夢で見ている光景のハズなのに、なぜか大森視点ではなく第三者視点だな?
まあこっちの方が見やすくていいけど……。
それで大森らしき人物なのだが、現実の本人よりも5割くらい美化されていた。
そして、たまたま……なのか故意なのか知らんが、周りにいる女達は反対に美人が皆無で、何やら大森に向かって汚い言葉を投げつけているようだ。
しかし大森は周囲の罵詈雑言を気に留める事もなく、逆に相手を逆上させるような態度を続けている。
そんな彼女の周りには、イケメンが周囲をグルリと囲んでいて、興奮して近寄ろうとする女達から大森をガードしていた。
……なんというか、余りに俺のイメージ通りの大森過ぎて、俺が恣意的にこういった映像に改編してるのではと思ってしまう程だ。
しかし、解析結果ではこれが今大森が見ている夢である事を示している。
このままこの茶番を見ていても仕方ないので、俺はそろそろ本格的に干渉を始める事にした。
まずは、途中で大森が目を覚まさないように、魔法で更に深い眠りへと誘う。
元々そういった魔法は使えなかったのだが、これまでの夢や他人の精神への介入実験の副産物のような感じで、人を深い眠りにつかせる魔法を使えるようになっていた。
手術の前に麻酔をかけるかのように、俺の魔法によって更に深い眠りへと大森を導く。
すると、先ほどまでは時折うなり声を上げて寝ていた本体の大森だが、今はスースーと静かな寝息に変わっていった。
「どうやら成功しているようだな」
これで外堀は埋めたので、後はもう思う存分にやればいい。
まずは……そうだな。
この周囲のイケメンを操作して、樹里の事について聞いてみるか。
……の前に、周りの女どもが邪魔なので彼女らには一旦引いてもらう。
他人の夢に介入して、自在に弄れるというのも恐ろしいもんだな。
俺の指示した通りに女どもは引いていき、残されたのは大森と数人のイケメンのみだ。
「ふう、まったく卑しい女達ね。
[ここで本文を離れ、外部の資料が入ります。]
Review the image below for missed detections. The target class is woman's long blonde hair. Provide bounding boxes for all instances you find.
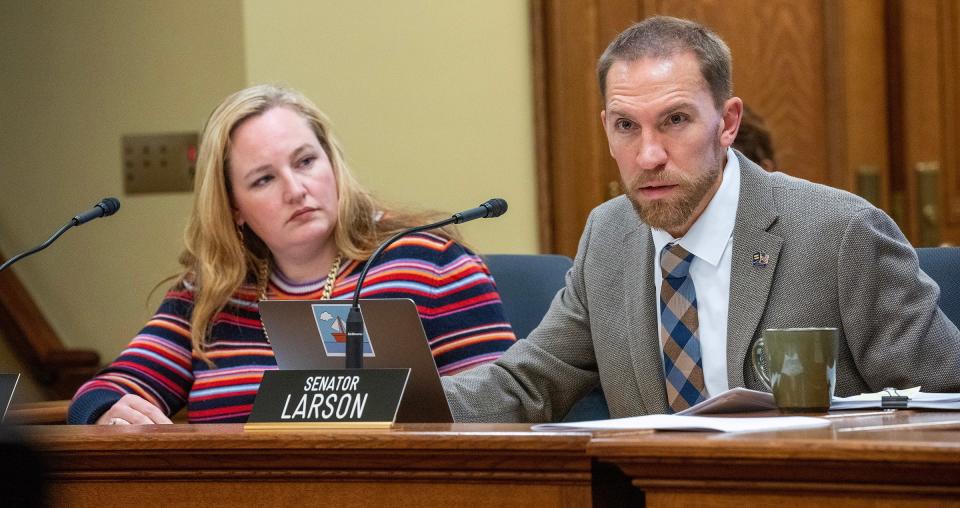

まずは自分の顔を鏡で確認する事から始めたほうがいいんじゃないかしら」
「その通りですね、智子様」
「智子様が美しすぎるのですよ」
「そうだ、そうだ! 内面の酷さで智子様にかなう奴はそうそういないぞ!」
「ホホホ、みんなそう本当の事を言うもんじゃありませんよ」
おおう、ホホホとかいうあの笑い方、アニメとかコントで見たような笑い方だぜ。
そもそも、俺の操作したイケメンが大森の事をディスってるのに、それに気づいた様子もなく普通に返している。
ううん、この方法だと大森に本当の事を吐かせるのは無理か?
夢の中では正常な判断や受け答えが出来ない可能性もあるな。
でもまあ、とりあえずは試してみるか。
そして俺はイケメンを使い、樹里の件について尋ねる事にしてみた。